They live in crowded eight-person rooming groups, have intensive classes more than three hours a day, encounter people from all nations and backgrounds, and even get homesick. Where they go to school, the male-female ratio is tilted strongly towards the male side. They learn plenty and make new friends.
But these people aren't bewildered freshmen, they're senior level executives. Instead of arriving at Harvard after several years at Andover or Philips-Exeter, they hail from Ford Motor Company, IBM, and General Motors.
The group, composed mostly of white men in their 40's and 50's who have had more than 10 years experience near the top of the corporate world, have arrived at the Harvard Business School for one of the 12 "executive education" programs it offers each year.
The Business School offers an extensive range of programs, from two-week seminars on very specific business topics to the more prominent 13-week Advanced Management Program (AMP). The money-making programs draw business people from around the world to the B-School campus.
Says AMP instructor and B-School professor George C. Lodge of the program, "It's extremely exciting. It's different from MBAs because they bring a wide variety of often very deep experience." He said that while participants aren't graded, they contribute to class discussion because of peer pressure.
Citing an example of the stimulating debates these veterans inspire, Lodge recalls, an incident in a class of his a few years ago. "I was teaching a class about the world debt crisis," he says. "We had the head of the Mexico city office of Citibank in the class and we also had a deputy in the office of the Mexican ministry of finance, so we got a really profound view of the issue. There's always that kind of richness."
"It's a very good idea. It's designed for managers just about to get their last big promotion, and they've had very little time to reflect or to even think about various aspects of what they're doing."
Rooms With a View
Although the participants do live in rooming groups of eight, the suites included in the stay are in no other way like those in freshmen dormitories. In fact, they are luxurious newly decorated suites with modern furniture and a view of the Charles.
Each "can group," as the mid-career students call themselves because of their use of the same bathroom facilities, features plush wall-to-wall carpeting; a large and comfortable modern sofa and a complete bar and television set hidden away behind wooden wall cabinets. In addition, each living group is also a study group, going over sample cases and problems together. So on one side of the common room is a small business-like conference table and a blackboard for the group to use in order to work together each morning.
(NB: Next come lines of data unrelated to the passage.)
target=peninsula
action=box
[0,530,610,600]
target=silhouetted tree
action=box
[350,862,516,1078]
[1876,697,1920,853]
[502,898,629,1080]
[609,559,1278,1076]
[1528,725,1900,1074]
The rooms on each floor even have separate color schemes, color-coding the walls, rug and furniture so that a participant will notice if he accidentally walks into the wrong suite.
Despite the extravagant surroundings, says B-School spokesman William Hokanson, "This is pretty Spartan by their standards. These people come from a certain level where they are used to it."
Originally started as the War Production Training Course in 1943, the AMP was first offered in order to "search for different statistical methods relating to war victory," says Hokanson. He says the program was designed "originally to bring key people up to date" in the efficient production of war time goods. In its current form, the program is specifically intended for senior level executives with at least 20 years of executive experience.
The AMP was later joined in the 1950's by the 14-week Program for Management Development (PMD), intended for business managers of between five and 10 years of experience. In the early 1970's, two more extensive programs were added to the curriculum: the eight-week International Senior Managers Program for senior execs from multinational or non-U.S. companies and the nine-week Owner/President Management Program for top level management.
In addition to these major programs, the B-School executive education division offers eight two-three week functional management programs and a number of short less-than-a-week seminars on more specific business topics throughout the year.